November 16 – Margaret of Scotland

These weekly “People to Commemorate” posts are a kind of calendar for the commemoration of the saints, reproduced here from a Uniting Church Assembly document which can be found in full here. They are intended for copying and pasting into congregational pew sheets on the Sunday closest to the nominated date.

Images (where provided) are of icons by Peter Blackwood; click on the image to download a high resolution copy of the image.

Margaret of Scotland, faithful servant

Saint Margaret was canonised in 1250 by Pope Innocent IV in recognition of her personal holiness, faithfulness to the Church, work for religious reform, and charity, her Feast Day now being celebrated on 16 November. An English princess of the House of Wessex, she is also known as Margaret of Wessex, Queen Margaret of Scotland and sometimes called “The Pearl of Scotland”.

Margaret was born in exile in Hungary around 1045, daughter of Edward the Exile and granddaughter of Edmund Ironside, King of England and with her siblings, Edgar the Ætheling and Cristina, grew up in the Hungarian court.

When Margaret was still a child her father, Edward, was recalled to England as a possible successor to Margaret’s great-uncle, the childless Edward the Confessor, but died soon after landing. Margaret continued to live at the English court, her brother Edgar Ætheling being considered a possible successor. But when the Confessor died in January 1066, Harold Godwinson was selected as king. After Harold’s defeat at the battle of Hastings later that year, Edgar was proclaimed King of England. But after William the Conqueror’s victory, Edgar was taken to Normandy. He was returned to England in 1068, when Edgar, Margaret, Cristina and their mother Agatha fled north to Northumbria.

According to tradition, Agatha decided to return to the continent, but they were shipwrecked on the way and driven on to the coast of Scotland. Soon after, Margaret met Malcolm 111, and they were married by 1070.  She is believed to have had a moderating influence on this rather rough and uneducated man, and would read to him from the Bible. He so admired her devotion that he had her books decorated in gold and silver. One of these is kept at the Bodleian Library in Oxford. She and Malcolm had six sons and two daughters, whose religious instruction and other studies Margaret supervised.

Guided by Lafranc, the future Archbishop of Canterbury, she encouraged reforms in the Scottish Church, seeking to bring it in line with the Church of Rome. She encouraged synods and was present for the discussions which tried to correct religious abuses common among priests and lay people, such as simony, usury and incestuous marriages. Together with Malcolm, she founded several churches. She also sought to improve her adopted country by promoting the arts and education.

In her personal life, she spent much of her time in prayer, devotional reading, and ecclesiastical embroidery. During Lent and Advent she would rise at midnight to go to church. In 1072 she invited the Benedictine order to establish a monastery at Dunfermline in Fife, and established ferries at Queensferry and North Berwick to assist pilgrims. She was also known for her charity.
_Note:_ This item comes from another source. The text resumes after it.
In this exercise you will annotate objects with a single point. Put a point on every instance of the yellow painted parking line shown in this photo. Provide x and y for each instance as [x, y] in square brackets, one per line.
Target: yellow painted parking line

Before eating her own meals, she would wash the feet of the poor and ensure that they were fed. Margaret was also a benefactor of Iona Abbey providing funds for a chapel in the Relig Oran (the graveyard were Oran, a companion of Columba, was the first to be buried). It is the only chapel that still stands on the monastic site.

Because of all this, she was considered as an exemplar of the “just ruler”.

By 1093 Margaret was close to death and died three days after hearing that Malcolm and their eldest son Edward had been killed at the Battle of Alnwick.  People still visit her tomb at Dumferline Abbey and her chapel in Edinburgh Castle.